World oil prices move both ways

Published September 7, 2005

LONDON, Sept 6: Oil prices recovered slightly in London on Tuesday after sharp falls in recent days in response to an agreement among industrial powers to release emergency reserves of crude in the wake of Hurricane Katrina.

However the price of New York’s main oil contract fell heavily as US traders aligned themselves with price changes elsewhere while they were absent for a long holiday weekend because of Labour Day in the United States.

New York’s main contract, light sweet crude for delivery in October, dropped by $1.27 to $66.30 per barrel in early dealing from Friday’s closing value.

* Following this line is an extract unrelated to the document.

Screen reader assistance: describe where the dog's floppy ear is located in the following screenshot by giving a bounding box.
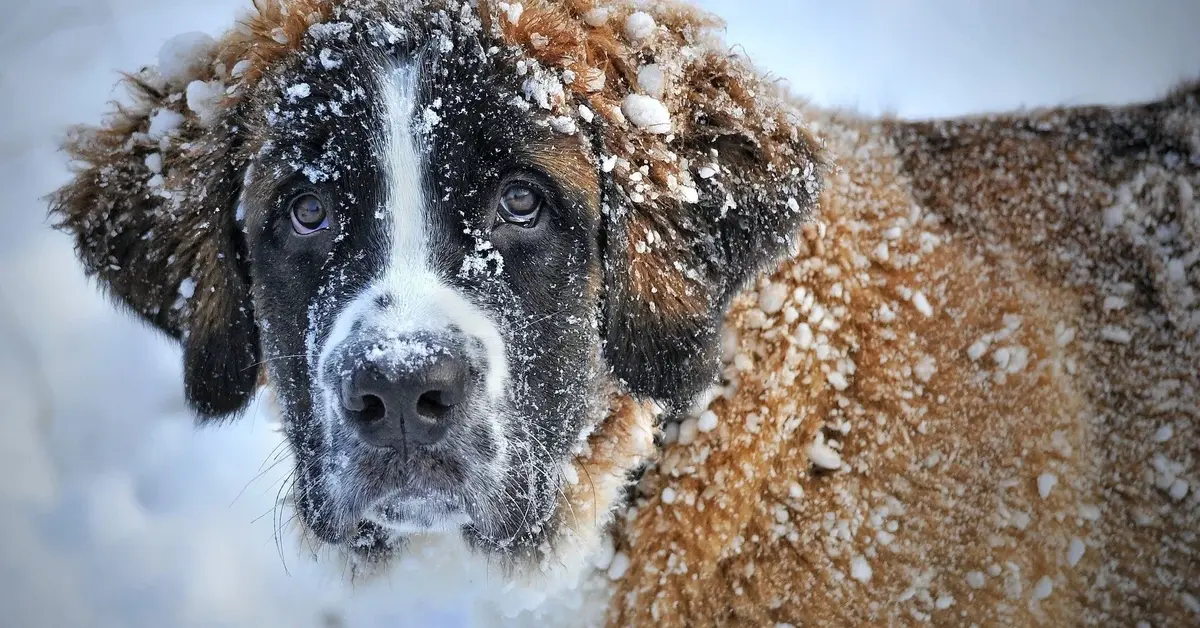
[605,53,826,408]
[52,74,259,418]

The price of Brent North Sea crude for October delivery gained 21 cents to $65.06 from Monday’s close. Brent had lost about $3 over Friday and Monday after the International Energy Agency (IEA) said its members would release 60 million barrels of crude products over an initial period of 30 days.

“New York was on holiday on Monday and we saw the beginning of a sell-off on Friday afternoon after the IEA had announced measures to try and dampen prices by releasing stocks and we’ve seen a continuation of that when the States reopened,” one London trader said.

On Tuesday, Japan said it would release 7.3 million barrels of private sector oil reserves to markets in the coming month, following the IEA’s agreement Friday that aims to ease supply concerns after Katrina severely disrupted oil production in the Gulf of Mexico.

However some analysts believed the IEA’s move would do little to solve supply shortages.

“It is expected that the majority of the supplies will be crude and not desperately needed oil products” such as gasoline and heating oil, Sucden analyst Sam Tilley said.

“Refined oil products showed the sharpest reaction to Hurricane Katrina as 10 per cent of US refining capacity was shut down as a result.”

A view shared by Barclays Capital analyst Kevin Norrish.

“The release of strategic reserves contains a very large component of unneeded crude oil, and does little to directly impact on the actual supply gap of US oil products,” he said.